What happens if an enterprise already has a cloud presence as most of our customers and wants to adopt Aviatrix to boost their network and security capabilities?
Brownfield Topology

- hub and spoke topology
- hub is connected to on-prem
- spokes are vnet “peered” to the hub
- spoke has UDR pointing traffic towards a NVA running in the hub
Brownfield Environment

Spoke subnets have route tables with a single route pointing towards the NVA running in the hub (the /32 route is for my own access to the VM):

During this lab I’m continuously pinging a remote VM (192.168.10.10) from a VM (10.2.0.4) running in the spoke:

Aviatrix Deployment
In parallel to the production environment, we will deploy a new transit hub using Aviatrix:
We actually will deploy a Firenet. I blog about Firenet on Azure on the following posts:

After the new transit is built, an Express Route Gateway is deployed in the transit vnet and we connect the ERGW to the Express Route circuit.
Deploy Gateways
The next step is to deploy AVX gateways into the brownfield environment:

The controller is smart enough to pick up unused subnets as candidate for the deployment. If you don’t have an “empty” subnet, you can add another CIDR to the VNET and create a new set of subnets:


If a new CIDR was added you will need to resync your peerings:

I created a new /24 but if you need High Performance Encryption, the minimum size is /26. Once the subnet is created, I deploy a pair of gateways into it:

Attachment
Multi-Cloud Transit Attach Spoke Gateway to Transit Network connects a spoke to the hub creating the required configuration (tunnel interfaces, interfaces configuration, route tables, NSGs, among others).
There are different approaches for this step for making sure there is no traffic disruption and there are fail back mechanisms in place.
The Attachment gateway wizard allows to skip certain route tables using the advanced option:

Once the attachment is completed, the following diagram represents where we stand in the migration steps:

Traffic is still flowing through the brownfield hub
During a gateway attachment to an AVX transit gateway subnets route tables are analyzed and different actions are taken:
- If there is no route table attached to a subnet, the avx controller creates a route table with no routes and associates it to the subnet

- if the route table has a 0/0 entry, the controller will classify it as a “private” network where egress traffic to the internet can be configured to leave to the internet through FQDN gateways or centralized egress firenet.

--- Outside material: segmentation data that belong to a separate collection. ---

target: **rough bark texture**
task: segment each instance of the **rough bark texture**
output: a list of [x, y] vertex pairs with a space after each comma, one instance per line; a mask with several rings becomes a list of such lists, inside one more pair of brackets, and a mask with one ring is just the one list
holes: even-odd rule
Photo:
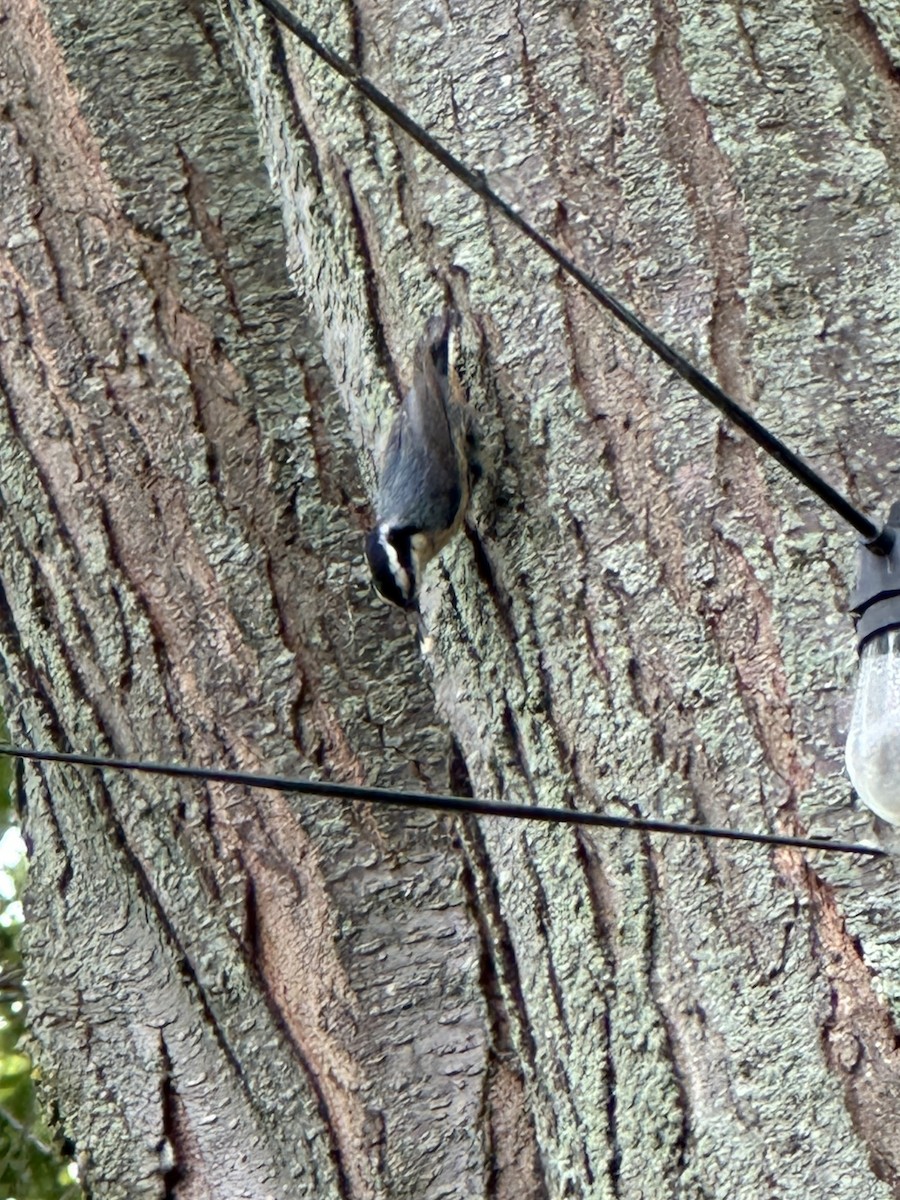
[[[893, 0], [302, 16], [896, 498]], [[0, 88], [16, 738], [898, 845], [841, 769], [852, 536], [252, 0], [0, 0]], [[418, 624], [360, 533], [446, 298], [488, 473]], [[37, 1052], [97, 1196], [900, 1196], [893, 860], [22, 799]]]

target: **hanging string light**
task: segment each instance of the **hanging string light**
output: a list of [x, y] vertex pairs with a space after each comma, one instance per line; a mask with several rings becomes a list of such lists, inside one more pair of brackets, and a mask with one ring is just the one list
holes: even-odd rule
[[714, 404], [724, 416], [743, 430], [804, 487], [814, 492], [860, 534], [863, 539], [860, 576], [851, 601], [852, 610], [857, 614], [860, 671], [846, 748], [847, 770], [865, 804], [884, 820], [900, 823], [900, 550], [895, 536], [895, 530], [900, 529], [900, 505], [895, 505], [892, 510], [889, 523], [880, 528], [718, 384], [668, 346], [595, 278], [535, 229], [508, 200], [490, 187], [484, 173], [474, 170], [452, 155], [361, 74], [352, 62], [325, 46], [281, 0], [258, 0], [258, 2], [280, 25], [294, 34], [332, 71], [347, 79], [356, 91], [456, 175], [466, 187], [502, 212], [695, 391]]

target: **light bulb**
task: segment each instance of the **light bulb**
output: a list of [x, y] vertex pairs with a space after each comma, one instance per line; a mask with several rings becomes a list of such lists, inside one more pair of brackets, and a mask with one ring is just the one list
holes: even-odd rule
[[870, 637], [859, 654], [846, 761], [863, 803], [900, 824], [900, 629]]
[[900, 502], [859, 547], [850, 598], [859, 679], [847, 734], [847, 774], [876, 816], [900, 824]]

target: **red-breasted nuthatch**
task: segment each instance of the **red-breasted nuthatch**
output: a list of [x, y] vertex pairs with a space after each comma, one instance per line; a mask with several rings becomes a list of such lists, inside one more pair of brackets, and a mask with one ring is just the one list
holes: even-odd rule
[[377, 590], [412, 608], [426, 564], [466, 516], [481, 475], [472, 413], [452, 361], [460, 314], [432, 317], [415, 348], [413, 386], [394, 419], [366, 558]]

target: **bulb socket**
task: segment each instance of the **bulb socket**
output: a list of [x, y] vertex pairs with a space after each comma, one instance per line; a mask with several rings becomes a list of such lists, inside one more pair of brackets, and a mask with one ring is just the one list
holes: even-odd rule
[[884, 528], [859, 547], [857, 586], [850, 594], [857, 649], [889, 629], [900, 629], [900, 500], [892, 505]]

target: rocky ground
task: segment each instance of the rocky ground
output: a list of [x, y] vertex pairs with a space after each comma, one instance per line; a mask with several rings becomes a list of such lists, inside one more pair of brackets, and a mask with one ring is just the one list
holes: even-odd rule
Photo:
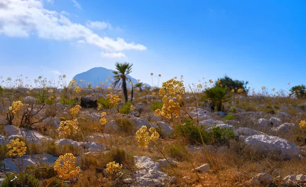
[[[38, 91], [7, 90], [1, 96], [2, 180], [6, 177], [5, 170], [6, 172], [18, 171], [12, 158], [7, 156], [5, 145], [16, 137], [22, 137], [28, 142], [27, 154], [22, 156], [21, 167], [24, 171], [41, 166], [52, 167], [62, 154], [63, 147], [76, 156], [76, 165], [81, 167], [81, 171], [76, 180], [66, 181], [69, 186], [175, 186], [180, 185], [178, 182], [182, 186], [201, 186], [189, 159], [184, 158], [184, 155], [178, 156], [185, 153], [169, 151], [181, 140], [203, 185], [218, 186], [215, 172], [203, 146], [198, 144], [188, 145], [184, 138], [174, 136], [171, 133], [174, 131], [172, 122], [154, 114], [151, 107], [155, 103], [161, 102], [158, 93], [154, 96], [151, 91], [136, 91], [132, 102], [135, 109], [122, 116], [118, 115], [116, 108], [100, 108], [82, 109], [78, 114], [71, 116], [69, 111], [74, 105], [60, 102], [62, 91], [55, 90], [54, 93], [47, 95], [55, 95], [56, 102], [45, 105], [42, 103], [36, 104]], [[123, 100], [121, 91], [112, 91]], [[110, 92], [85, 90], [72, 93], [70, 97], [80, 98], [86, 96], [90, 99], [98, 100], [107, 98]], [[190, 93], [184, 95], [184, 108], [190, 116], [183, 113], [175, 119], [175, 125], [183, 124], [191, 117], [209, 132], [214, 126], [233, 130], [235, 138], [227, 140], [228, 143], [207, 145], [222, 186], [306, 186], [306, 132], [299, 126], [299, 122], [305, 118], [305, 100], [234, 95], [224, 104], [224, 112], [213, 112], [206, 107], [207, 103], [199, 101], [199, 94], [195, 94], [195, 99]], [[24, 105], [10, 125], [6, 120], [6, 113], [11, 102], [17, 100], [21, 101]], [[119, 107], [123, 104], [120, 102]], [[31, 111], [29, 114], [33, 115], [31, 120], [35, 123], [21, 125], [22, 111], [27, 109]], [[100, 128], [94, 128], [98, 126], [102, 112], [107, 113], [105, 117], [108, 122]], [[230, 113], [232, 116], [230, 119], [226, 117]], [[78, 122], [80, 130], [76, 135], [58, 136], [57, 130], [61, 121], [72, 118]], [[122, 122], [124, 119], [128, 119], [132, 125], [124, 126], [125, 123]], [[138, 142], [135, 140], [136, 131], [143, 125], [160, 129], [161, 137], [156, 143], [169, 158], [179, 180], [156, 147], [150, 144], [148, 148], [139, 148]], [[120, 150], [123, 153], [118, 153]], [[122, 164], [121, 174], [112, 175], [106, 172], [106, 164], [114, 161]], [[48, 178], [43, 175], [37, 177], [41, 181]]]

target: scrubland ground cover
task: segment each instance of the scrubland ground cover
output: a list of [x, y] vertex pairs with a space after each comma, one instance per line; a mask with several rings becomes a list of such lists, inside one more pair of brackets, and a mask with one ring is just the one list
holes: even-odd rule
[[226, 76], [185, 88], [181, 76], [147, 88], [130, 82], [131, 67], [118, 64], [115, 79], [95, 88], [8, 78], [1, 186], [306, 185], [302, 85], [255, 93]]

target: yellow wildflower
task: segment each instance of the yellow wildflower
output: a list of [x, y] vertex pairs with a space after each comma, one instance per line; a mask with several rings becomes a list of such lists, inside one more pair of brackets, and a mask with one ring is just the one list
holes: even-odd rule
[[302, 120], [298, 124], [301, 128], [306, 127], [306, 120]]
[[9, 110], [14, 114], [19, 110], [20, 108], [23, 106], [23, 104], [20, 101], [14, 101], [12, 103], [12, 106], [9, 108]]
[[160, 116], [162, 115], [162, 111], [161, 111], [160, 109], [156, 109], [154, 113], [157, 116]]
[[77, 86], [76, 87], [74, 88], [74, 92], [75, 92], [76, 93], [81, 92], [81, 90], [82, 89], [79, 86]]
[[59, 136], [75, 135], [79, 129], [75, 121], [66, 120], [61, 121], [58, 128]]
[[139, 142], [139, 148], [148, 148], [150, 141], [155, 141], [159, 138], [159, 134], [155, 128], [150, 128], [151, 136], [149, 136], [147, 129], [147, 126], [143, 125], [136, 132], [135, 140]]
[[54, 170], [58, 173], [58, 177], [64, 180], [76, 177], [81, 169], [79, 167], [75, 168], [75, 161], [76, 157], [72, 153], [60, 155], [54, 164]]
[[110, 162], [106, 165], [106, 172], [111, 174], [116, 173], [118, 171], [121, 171], [122, 168], [122, 165], [119, 165], [119, 163], [116, 163], [115, 161]]
[[76, 105], [74, 107], [70, 109], [70, 114], [73, 115], [78, 113], [81, 109], [82, 109], [82, 107], [80, 105]]
[[9, 149], [8, 152], [9, 156], [21, 157], [27, 151], [24, 142], [19, 141], [18, 138], [16, 140], [11, 140], [10, 143], [7, 145], [7, 147]]
[[113, 94], [112, 92], [107, 95], [107, 98], [109, 99], [110, 103], [114, 104], [114, 105], [118, 105], [120, 101], [120, 98], [119, 96], [116, 94]]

By default, the AVX controller will not overwrite the 0/0 and it is up to the administrator to correctly set its behavior or attaching/detaching the gateway or disabling/enabling centralized egress.
- If the route table does not have a 0/0, AVX controller will classify it as a “public” subnet, meaning endpoints with public ip can have access to the internet using a system default entry 0.0.0.0/0 pointing to Internet.
Cut-Over
At the proper time and following a detailed migration plan, the cut-over consists on moving (associating) route tables to the subnets redirecting traffic to the Aviatrix hub:

Once the cut-over for the vnet 10.3.0.0/21 is complete, the environment is represented below:

Clean up
After the workload migrated is tested and the migration is declared successful, cloud native objects can safely be removed like for example the vnet peering.

The steps are repeated until all the vnets are “under” the Aviatrix control. Of course the steps can change as can be automated.